Friday July 23, 2021
By Ryan Grim, Sara Sirota
In a letter to the White House, the Somali-born Democrat demands answers about the legality and purpose of the attack.
Rep. Ilhan Omar speaks to reporters in Statuary Hall on Capitol Hill on Jan. 12, 2021, in Washington, D.C. Photo: Kent Nishimura/Los Angeles Times via Getty Images
REP. ILHAN OMAR is challenging the Biden administration’s justification for its Tuesday airstrike in Somalia, which the Pentagon claimed was targeted against suspected members of al-Shabab.

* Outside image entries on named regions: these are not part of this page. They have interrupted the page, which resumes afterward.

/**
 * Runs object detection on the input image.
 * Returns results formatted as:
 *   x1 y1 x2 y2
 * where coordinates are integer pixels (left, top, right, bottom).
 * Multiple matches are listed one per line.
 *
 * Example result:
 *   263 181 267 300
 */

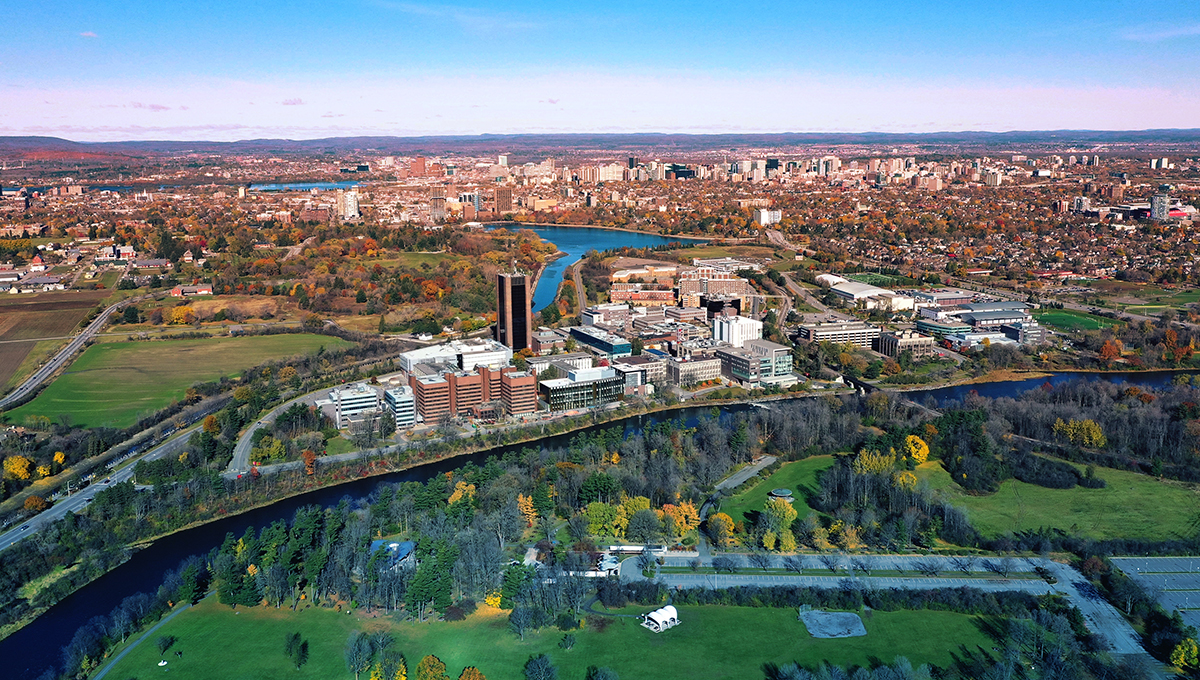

The Minnesota Democrat is also hitting the White House for a failure to make promised and appropriated reparation payments to families of civilians killed in American airstrikes, according to a letter to President Joe Biden that was provided to The Intercept. The strike was the first in Somalia since Biden took office and came amid the White House’s stated plans, put forward by national security adviser Jake Sullivan in January, to limit drone operations while the administration reviews its counterterrorism policy. Omar, who grew up in Somalia before spending four years in a Kenyan refugee camp, represents a district with a heavy Somali American population.
The airstrike near the city of Galkayo targeted militants in al-Shabab, an insurgency group based in Somalia that the U.S. has long fought as part of its so-called global war on terror. Sullivan’s directive instructed the military and CIA to gain White House permission before launching attacks in places like Somalia and Yemen.
Since then, the administration has rejected requests by U.S. Africa Command, or AFRICOM, to strike al-Shabab targets. But according to the New York Times, Tuesday’s attack occurred without White House approval. In this case, the militants were supposedly attacking members of an elite U.S.-trained Somali commando force called Danab, and Pentagon spokesperson Cindi King said AFRICOM had the power to authorize the response independently under the military’s “collective self-defense” justification. No U.S. troops were actually with the Danab commandos when the attack occurred, as they were advising the unit remotely.
Omar found the rationale unpersuasive. “As you know,” she wrote in the letter, “‘collective self-defense’ is a term with variable meanings in national and international law, and especially in the context of your ongoing review of airstrike authorities, its use merits further explanation in this case. This is also an important and timely matter since it seems suggestive of your Administration’s broader approach to airstrikes in Somalia.”
The strike on Somalia occurred amid growing mobilization in the House of Representatives and Senate to reclaim oversight of the extensive war powers the White House has amassed since 9/11. On Tuesday, Sens. Mike Lee, R-Utah, Chris Murphy, D-Conn., and Bernie Sanders, I-Vt., introduced the National Security Powers Act to assert congressional authority over the deployment of force, export of weaponry, and declaration of national emergencies.
Last month, the House voted to repeal the 2002 Authorization for the Use of Military Force, or AUMF, that greenlighted the war in Iraq and that Trump used to justify assassinating Iranian Gen. Qassim Suleimani. But the far more consequential approval — and thus the more difficult one to repeal — is the 2001 AUMF that authorized the war in Afghanistan and that the U.S. has continuously invoked to defend airstrikes against alleged terrorists around the world, driving activists to seek its reversal. Its repeal would, however, still be far from a guarantee that the White House will defer to Congress. Just last month, Biden claimed that Article II of the Constitution offers him self-defense authorities that would rationalize airstrikes against Iran-backed militias in Syria and Iraq.
Aside from the question of legality, Omar suggested that the strikes aren’t even effective on their own terms.
Citing an airstrike effort that began under the Trump administration, Omar noted that “the increase in strikes corresponded with an almost doubling of terrorist attacks on civilians committed by Al-Shabaab,” the precise opposite of the administration’s stated goals.
“It is critical that we realize we are not going to simply drone the Al-Shabaab problem to death,” Omar wrote, “and that any kinetic action is part of a broader strategy focused first and foremost on the security of Somali people and the stability of the Somali state.”